Juan apuró el trago al ver a su amigo trayendo botellas nuevas, justo antes de pensar en ella. Rió con algún recuerdo de doble filo e ignoró un comentario sobre los peces que habitan el mar; se imaginó en sus brazos y miró a su alrededor, buscando la salida. Con la mirada recorrió el lugar y no pudo evitar perderse; la encontró a un lado del laberinto y se imaginó recorriéndolo con ella. Clara notó que los roles se habían invertido y, con la cabeza gacha, se apresuró a pedir una bebida al azar.
Envalentonado por el alcohol, Juan avanzó unos pocos pasos en dirección a la mujer. Con la sonrisa en alto caminó mirando sus ojos, esquivos, planeando su intromisión. Clara lo vio acercarse y, al perder su batalla con los nervios, decidió escapar. Él se quedó en silencio, pensando en quién sabe qué; tomó su teléfono y marcó un número, y este número abrió una puerta que a su vez cerró otros caminos, pero avanzó con decisión.
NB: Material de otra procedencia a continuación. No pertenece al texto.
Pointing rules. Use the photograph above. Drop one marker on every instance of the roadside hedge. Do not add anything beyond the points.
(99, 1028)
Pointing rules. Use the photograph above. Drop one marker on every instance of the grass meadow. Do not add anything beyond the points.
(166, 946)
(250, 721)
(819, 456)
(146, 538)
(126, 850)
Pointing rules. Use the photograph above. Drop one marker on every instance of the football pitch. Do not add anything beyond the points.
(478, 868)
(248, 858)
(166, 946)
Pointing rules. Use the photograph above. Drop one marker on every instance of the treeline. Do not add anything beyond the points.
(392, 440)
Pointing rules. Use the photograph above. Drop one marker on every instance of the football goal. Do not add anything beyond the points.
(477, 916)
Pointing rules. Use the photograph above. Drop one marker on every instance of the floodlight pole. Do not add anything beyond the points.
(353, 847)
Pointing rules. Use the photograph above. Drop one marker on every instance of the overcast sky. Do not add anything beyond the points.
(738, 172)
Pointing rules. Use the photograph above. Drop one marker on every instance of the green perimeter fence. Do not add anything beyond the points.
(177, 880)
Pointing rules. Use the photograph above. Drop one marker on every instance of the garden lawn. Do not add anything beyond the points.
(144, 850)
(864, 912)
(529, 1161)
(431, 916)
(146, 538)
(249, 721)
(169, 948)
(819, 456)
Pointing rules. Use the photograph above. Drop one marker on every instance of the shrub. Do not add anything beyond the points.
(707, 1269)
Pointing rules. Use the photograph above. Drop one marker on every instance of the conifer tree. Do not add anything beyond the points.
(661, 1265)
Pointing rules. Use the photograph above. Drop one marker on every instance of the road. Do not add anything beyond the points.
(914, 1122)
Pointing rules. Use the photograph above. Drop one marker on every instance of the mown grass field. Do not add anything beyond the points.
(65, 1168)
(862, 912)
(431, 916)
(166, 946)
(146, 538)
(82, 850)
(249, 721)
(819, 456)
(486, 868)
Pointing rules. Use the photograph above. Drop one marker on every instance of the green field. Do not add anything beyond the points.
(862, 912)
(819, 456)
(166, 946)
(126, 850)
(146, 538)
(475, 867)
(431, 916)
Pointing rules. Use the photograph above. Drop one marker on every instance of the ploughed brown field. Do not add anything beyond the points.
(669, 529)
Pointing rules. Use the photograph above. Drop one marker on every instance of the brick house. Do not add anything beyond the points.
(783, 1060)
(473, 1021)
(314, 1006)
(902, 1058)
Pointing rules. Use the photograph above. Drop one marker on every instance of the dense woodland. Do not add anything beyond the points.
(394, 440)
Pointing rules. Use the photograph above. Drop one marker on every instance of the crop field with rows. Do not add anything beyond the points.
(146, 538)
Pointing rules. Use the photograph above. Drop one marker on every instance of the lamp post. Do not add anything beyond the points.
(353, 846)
Atravesó el umbral sin dejar un rastro de migas y reconociendo el camino. Se dispuso a ahogarse en los mismos mares de siempre con la esperanza de que, algún día, una estrella fugaz le indicase el camino correcto, o quisiera llevárselo. Dejó su botella a un lado y salió del bar sin decir nada. Caminó bajo la lluvia, ensimismado, esperándola para no extinguirse.